Here's how I would try this. First construct a prefix tree.

Pick a word and place it horizontally on top. Pick a word and place it vertically. Alternate them until exhausted options. By alternating you start to fix the first letters and eliminating lots of mismatching words. If you really do find such square, then do a check whether they can be made with those pieces.

For 5x5 squares: after doing some thinking it can't be worse than O(12000!/11990!) for random text words. But thinking about it a little bit more. Every time you fix a letter (in normal text) you eliminate about 90% (an optimistic guess) of your words. This means after three iterations you've got 12 words. So the actual speed would be

O(n * n/10 * n/10 * n/100 * n/100 * n/1000 * n/1000 ...
which for 12000 elements acts something like n^4 algorithm

which isn't that bad.

Probably someone can do a better analysis of the problem.

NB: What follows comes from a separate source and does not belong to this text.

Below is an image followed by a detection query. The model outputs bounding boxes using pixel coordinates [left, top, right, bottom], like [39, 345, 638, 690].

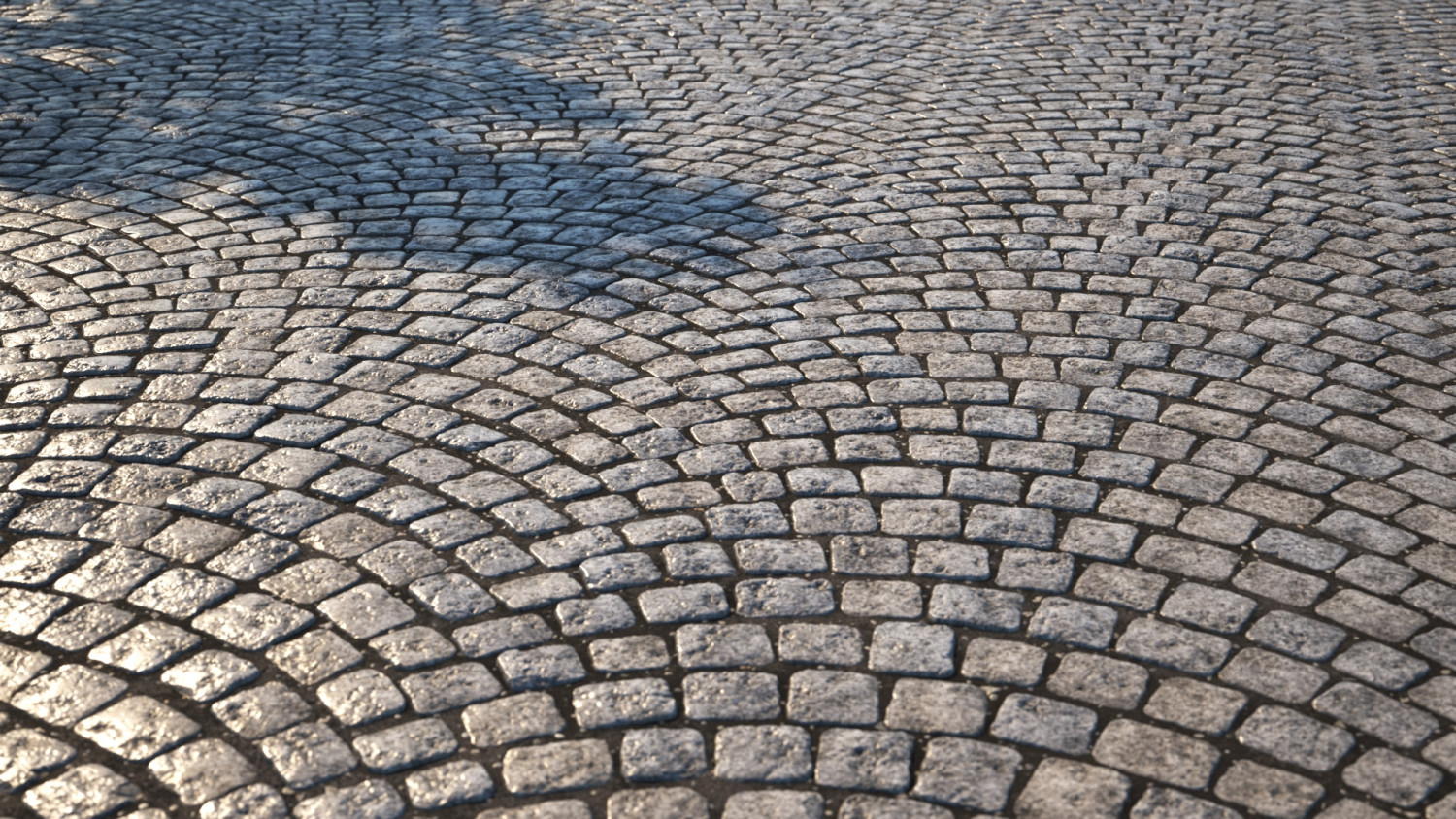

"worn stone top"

But the search for words should still converge quite quickly.

There can be more eliminating done by abusing the infrequent letters. Essentially find all words that have infrequent letters. Try to make a matching positions for each letters. Construct a set of valid letters for each position.

For example, let's say we have four words with letter Q in it.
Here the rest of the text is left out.